On to the final stage, and this screenshot illustrates Black Panther's rather loose definition of level design quite well: a flat plane broken up by the odd generic block, liberally doused with a random assortment of enemies placed without thought or reason like sprinkles of shit on a cupcake you found in a dustbin.
The final area is a tech-base packed with flamethrowers and retracting spikes, and once you're in there the reason for a panther being sent on this mission rather than someone with opposable thumbs or a gun that doesn't use vegetables as ammunition becomes clear - the panther's sleek frame makes it easier to pass under the various traps.

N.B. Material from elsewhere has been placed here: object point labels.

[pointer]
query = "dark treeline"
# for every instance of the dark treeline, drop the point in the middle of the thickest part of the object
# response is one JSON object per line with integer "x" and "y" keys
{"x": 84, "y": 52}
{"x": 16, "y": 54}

Any human over four feet tall who tried it would never make it through, so it was a choice between either a panther or a child and the panther is less likely to get distracted by a picture of, I dunno, a Minion or whatever it is kids like these days.
If you were expecting the final boss to be anything other than a roughly cube-shape robot skull then maybe you should seek help for your brain problems, because a metal skull-box is exactly what we've got. The big difference is that this one moves up and down while shooting lasers from its weak point, making it almost impossible to land a clean hit on the bloody thing. It was at this point, and with no hesitation or shame, that I started using cheats. You're forced back to the start of the fight if you die rather than carrying on exactly where you left off, and there was no way I was wasting valuable sleeping time fighting this thing more than twice. Thus, cheating. This meant I had a permanent force-field, and I could stand near the boss and wait for its motion to carry it into my, ahem, spinning balls. The boss seemed as happy with this solution as I was and proceeded to bounce into my attacks until it ran out of health and exploded. Again, I have precisely zero shame about finishing the game this way.
You most assuredly will not see me again, Black Panther.
The world is saved, the Earth returns to its original colour palette and the player is left with the stern admonishment that "we must gaze it." What does that mean? I have no idea, but it makes about as much sense as anything else in Black Panther so at least the game's consistent.
How best to sum up Black Panther? It's not quite abysmal enough for me to really call it unplayable dreck, but it's also far too tedious to be described as "flawed but interesting" so in the end I'll have to settle on it being bad. It's just a bad game. Boring, repetitive, low-effort and with the faint feeling that it's not quite finished. It's somehow less than the sum of its parts and those parts weren't very good to start with, and it has to go down as one of Konami poorest offerings from this period. I know not every game they released could be a Castlevania or a Gradius, but when you've set the bar that high a game like Black Panther feels like trying to jump over the bar, missing completely and having the bar whack you in the testicles.